21 July 2009

compilation / accumulation of old works :

sunday, 05 july 2009 at 12:44 |
untitled [inspired by mo.lo]
--
spindling minces activate trifling rabbits
carefully crawling with hunched steps
edging the nearing of a darkened hole,
a trap. light glimpses through arching night
hovering between bark and black air.
they nudge through summer brush
with fragmented perches on hind legs,
staggering mildly for better views
of darkened figures and frames
too swift to catch wholly.
breeze barks through muck-thick air
allowing a slight crisp to inhale.
crawling with stiffened necks,
they journey onward.




untitled (based on arnold bocklin painting, "isle of the dead")
by christine tran --
journey with me to the isle of the dead where the horse-shoe mountains open their opened mouth, open water reflecting the bloodied stained rocks smeared with tales untold, insignificant but leaving behind pigments of clotted crimson seeping from cracks calling from the top for salvation, but muted by the clashing of ocean against rock, against rock, to open waters against rock. come to this landing from boat, slow and fated. there is only one path upon hitting shore. the crisp outlines of fresh bodies flow down the arching of a nearing man-carved rock making new streams which flow carefully to soon hit bathing water. we hit shore. i call from cliffs.

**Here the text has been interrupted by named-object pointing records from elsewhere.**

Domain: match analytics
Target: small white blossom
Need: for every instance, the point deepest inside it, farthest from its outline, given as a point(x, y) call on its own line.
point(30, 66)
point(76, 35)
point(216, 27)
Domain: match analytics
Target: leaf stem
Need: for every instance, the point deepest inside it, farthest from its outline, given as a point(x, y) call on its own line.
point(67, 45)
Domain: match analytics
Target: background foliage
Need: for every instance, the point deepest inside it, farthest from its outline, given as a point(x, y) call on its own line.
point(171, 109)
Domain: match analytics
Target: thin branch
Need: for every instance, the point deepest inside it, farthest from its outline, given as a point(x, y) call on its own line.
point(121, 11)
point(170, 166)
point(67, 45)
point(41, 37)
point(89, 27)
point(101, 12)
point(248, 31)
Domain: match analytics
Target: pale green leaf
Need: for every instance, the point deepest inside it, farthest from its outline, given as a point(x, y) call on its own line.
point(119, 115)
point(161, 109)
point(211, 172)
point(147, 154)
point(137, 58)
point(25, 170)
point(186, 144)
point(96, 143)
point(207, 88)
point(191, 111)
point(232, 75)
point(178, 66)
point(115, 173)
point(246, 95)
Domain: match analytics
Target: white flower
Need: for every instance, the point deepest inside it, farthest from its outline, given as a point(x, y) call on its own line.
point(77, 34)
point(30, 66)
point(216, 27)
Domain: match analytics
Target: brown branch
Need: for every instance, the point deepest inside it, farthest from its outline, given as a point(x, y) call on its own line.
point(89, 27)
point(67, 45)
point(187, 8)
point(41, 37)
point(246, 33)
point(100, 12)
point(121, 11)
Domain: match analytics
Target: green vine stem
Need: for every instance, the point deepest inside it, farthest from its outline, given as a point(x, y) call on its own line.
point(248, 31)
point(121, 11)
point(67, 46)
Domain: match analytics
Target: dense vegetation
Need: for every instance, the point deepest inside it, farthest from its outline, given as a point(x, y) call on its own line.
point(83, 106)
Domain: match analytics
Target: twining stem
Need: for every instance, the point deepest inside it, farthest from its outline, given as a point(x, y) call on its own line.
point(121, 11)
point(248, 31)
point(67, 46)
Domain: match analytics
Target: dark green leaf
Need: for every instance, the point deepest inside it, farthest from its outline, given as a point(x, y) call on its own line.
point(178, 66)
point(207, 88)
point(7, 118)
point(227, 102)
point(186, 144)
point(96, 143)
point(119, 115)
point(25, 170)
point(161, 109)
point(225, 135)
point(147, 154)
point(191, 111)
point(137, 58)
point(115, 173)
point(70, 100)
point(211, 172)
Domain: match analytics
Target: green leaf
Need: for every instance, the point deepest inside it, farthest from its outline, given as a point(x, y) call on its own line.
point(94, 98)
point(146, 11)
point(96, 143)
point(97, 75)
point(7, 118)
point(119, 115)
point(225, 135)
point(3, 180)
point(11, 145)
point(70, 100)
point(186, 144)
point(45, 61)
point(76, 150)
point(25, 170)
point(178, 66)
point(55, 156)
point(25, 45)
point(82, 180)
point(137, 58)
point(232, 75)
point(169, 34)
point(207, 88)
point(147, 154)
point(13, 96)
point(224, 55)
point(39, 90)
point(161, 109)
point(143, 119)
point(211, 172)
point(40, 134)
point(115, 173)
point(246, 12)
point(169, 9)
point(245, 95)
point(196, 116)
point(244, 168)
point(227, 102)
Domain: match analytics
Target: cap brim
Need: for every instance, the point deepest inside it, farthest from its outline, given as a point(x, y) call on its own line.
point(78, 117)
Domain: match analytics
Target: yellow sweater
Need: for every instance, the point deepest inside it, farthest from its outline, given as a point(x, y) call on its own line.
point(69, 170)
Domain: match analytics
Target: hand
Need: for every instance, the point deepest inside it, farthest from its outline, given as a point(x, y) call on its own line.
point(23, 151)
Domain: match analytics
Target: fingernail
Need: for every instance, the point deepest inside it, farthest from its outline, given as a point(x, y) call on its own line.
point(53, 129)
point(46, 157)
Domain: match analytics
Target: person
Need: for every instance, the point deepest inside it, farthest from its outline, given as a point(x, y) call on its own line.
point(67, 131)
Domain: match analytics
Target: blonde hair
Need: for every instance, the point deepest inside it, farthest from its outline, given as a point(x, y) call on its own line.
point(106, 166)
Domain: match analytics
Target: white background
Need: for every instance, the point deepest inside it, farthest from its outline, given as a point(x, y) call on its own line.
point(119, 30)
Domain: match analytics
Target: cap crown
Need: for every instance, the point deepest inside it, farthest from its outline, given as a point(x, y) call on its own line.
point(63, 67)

poem at daybreak (based on Paul Klee painting, “Poem at Daybreak”)
by christine tran --
my mind strays in ways i myself cant comprehend, stop myself to understand jotted notes already skewed or forgotten as pen reaches surface. but how the hand sways on the page without knowing, just moving at will from thought to pen down down on page. swiveling and stopping to potentially dot an "i", cross a "t" or stroke a comma. how your brush strokes came from you: from brush to surface blotting and stroking - yet, as you stood refining, i sit contemplating on horizontal paper.




meat is so delicious because i say so.
i shot JFK. i did.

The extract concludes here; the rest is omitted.